Body modification part 2: Automatically creating type checks for a function

Problem: Can I automatically create type checking code for a function?

This post is mainly scratching an itch to learn about some function internals. I want to work out a way to have R generate all the type checks for a given function given some shorter definition.

Notes:

  • mypy - optional static typing for python recently popped up on twitter and got me thinking about types in R.
  • I know there’s type checking in the ensurer package, but I wanted to attempt this without any prior implementation clouding my learning, so I didn’t look at this until after I made something.
  • There are numerous packages to help with asserting a value is of a particlar type, but you have to write them all manually which I’m aiming to avoid.

Design decisions

Basic ideas:

  • Ability to specify single assertions on a variable only (for simplicity).
  • Not every argument has to be typed.
  • Support default values for an argument e.g. a=1
  • Need the solution to be incremental to an existing function call.

Two user-facing functions needed:

  1. typed_function: A function to take an augmented argument list and create a function which tests the arguments according to that specification
  2. %+body%: A function to merge the checking function into the beginning of the users function

Type specification

Since I’m keeping this simple, type checking is specified by naming a boolean function to check the argument, and it will dangle off the end of a current argument in the function definition. Some examples:

f <- function(a = 1L ~ is_integer)
f <- function(name ~ is_character)
f <- function(a = 1L ~ is_integer, b = 2, c = 3 ~ is_double)
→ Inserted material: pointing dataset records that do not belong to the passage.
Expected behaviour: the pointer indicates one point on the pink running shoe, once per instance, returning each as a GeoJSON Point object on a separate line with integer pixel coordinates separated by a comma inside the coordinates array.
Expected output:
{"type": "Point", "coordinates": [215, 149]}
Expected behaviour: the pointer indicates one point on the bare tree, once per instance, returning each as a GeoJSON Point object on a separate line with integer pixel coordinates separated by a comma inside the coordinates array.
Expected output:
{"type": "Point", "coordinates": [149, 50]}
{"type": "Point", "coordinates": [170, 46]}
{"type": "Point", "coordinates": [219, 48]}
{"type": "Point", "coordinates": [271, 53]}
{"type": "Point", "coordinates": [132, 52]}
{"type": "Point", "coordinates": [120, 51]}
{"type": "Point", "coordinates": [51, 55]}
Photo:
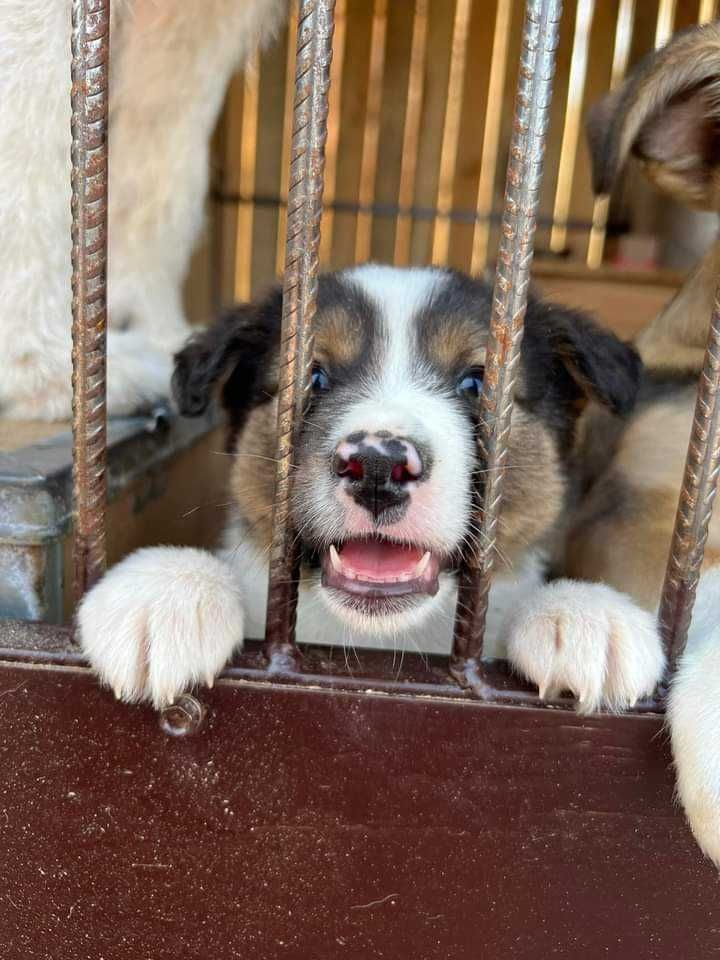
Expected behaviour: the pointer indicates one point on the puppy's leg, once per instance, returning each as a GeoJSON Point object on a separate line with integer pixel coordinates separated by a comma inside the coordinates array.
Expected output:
{"type": "Point", "coordinates": [36, 381]}
{"type": "Point", "coordinates": [171, 65]}
{"type": "Point", "coordinates": [694, 719]}
{"type": "Point", "coordinates": [162, 620]}
{"type": "Point", "coordinates": [586, 638]}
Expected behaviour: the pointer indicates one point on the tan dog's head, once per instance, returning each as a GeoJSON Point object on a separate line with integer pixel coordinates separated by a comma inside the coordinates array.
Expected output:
{"type": "Point", "coordinates": [667, 114]}
{"type": "Point", "coordinates": [386, 456]}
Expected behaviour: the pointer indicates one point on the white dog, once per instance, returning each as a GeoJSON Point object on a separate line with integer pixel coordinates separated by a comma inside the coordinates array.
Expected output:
{"type": "Point", "coordinates": [170, 65]}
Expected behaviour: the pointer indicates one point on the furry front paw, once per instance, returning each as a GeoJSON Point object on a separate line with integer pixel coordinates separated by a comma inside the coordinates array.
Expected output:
{"type": "Point", "coordinates": [161, 621]}
{"type": "Point", "coordinates": [588, 639]}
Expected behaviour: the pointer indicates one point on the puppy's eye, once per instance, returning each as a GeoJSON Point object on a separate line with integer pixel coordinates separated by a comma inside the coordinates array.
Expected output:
{"type": "Point", "coordinates": [320, 381]}
{"type": "Point", "coordinates": [470, 383]}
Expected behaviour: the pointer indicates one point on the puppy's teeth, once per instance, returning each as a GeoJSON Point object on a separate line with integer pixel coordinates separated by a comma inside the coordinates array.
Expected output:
{"type": "Point", "coordinates": [422, 564]}
{"type": "Point", "coordinates": [335, 559]}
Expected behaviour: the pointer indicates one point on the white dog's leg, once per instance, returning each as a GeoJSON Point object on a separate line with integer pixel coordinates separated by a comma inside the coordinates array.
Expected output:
{"type": "Point", "coordinates": [588, 639]}
{"type": "Point", "coordinates": [34, 206]}
{"type": "Point", "coordinates": [161, 621]}
{"type": "Point", "coordinates": [694, 718]}
{"type": "Point", "coordinates": [172, 63]}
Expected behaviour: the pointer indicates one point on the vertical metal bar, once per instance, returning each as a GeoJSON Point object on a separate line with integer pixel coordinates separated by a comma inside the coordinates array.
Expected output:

To make things easier, I’m going to rely on rlang’s suite of testing functions e.g. is_integer, is_character etc

Result

The code is included at the end of this post in an appendix. Warning: it’s not pretty.

To create a typed function, the syntax is:

f <- typed_function(argument list) %+body% { body of function }

A simple example - the original function definition:

f <- function(a = 1L, b, c='cool') {
  cat(c, a+b, "\n")
}

Augment the function definition to include type checking

f <- typed_function(a = 1L ~ is_integer, b ~ is_integer, c = 'cool' ~ is_character) %+body% {
  cat(c, a+b, "\n")
}

The resulting function has a section of checks added to the beginning

function (a = 1L, b, c = "cool") 
{
    {
        stopifnot(!is_missing(a))
        stopifnot(is_integer(a))
        stopifnot(!is_missing(b))
        stopifnot(is_integer(b))
        stopifnot(!is_missing(c))
        stopifnot(is_character(c))
    }
    {
        cat(c, a + b, "\n")
    }
}

The resulting function in action, and throwing errors all over the place when the types don’t match

f()
f(b = 1)
f(b = 2L)
f(b = 2L, c = 3)
f(b = 2L, c = 'rstats')
> f()
Error: !is_missing(b) is not TRUE
> f(b = 1)
Error: is_integer(b) is not TRUE
> f(b = 2L)
cool 3 
> f(b = 2L, c = 3)
Error: is_character(c) is not TRUE
> f(b = 2L, c = 'rstats')
rstats 3 

It works!

Comparison to ensurer

After hacking together my idea, I looked at the ensurer package which also offers the (experimental) ability to create type safe functions. You’ll need to install from github for this functionality.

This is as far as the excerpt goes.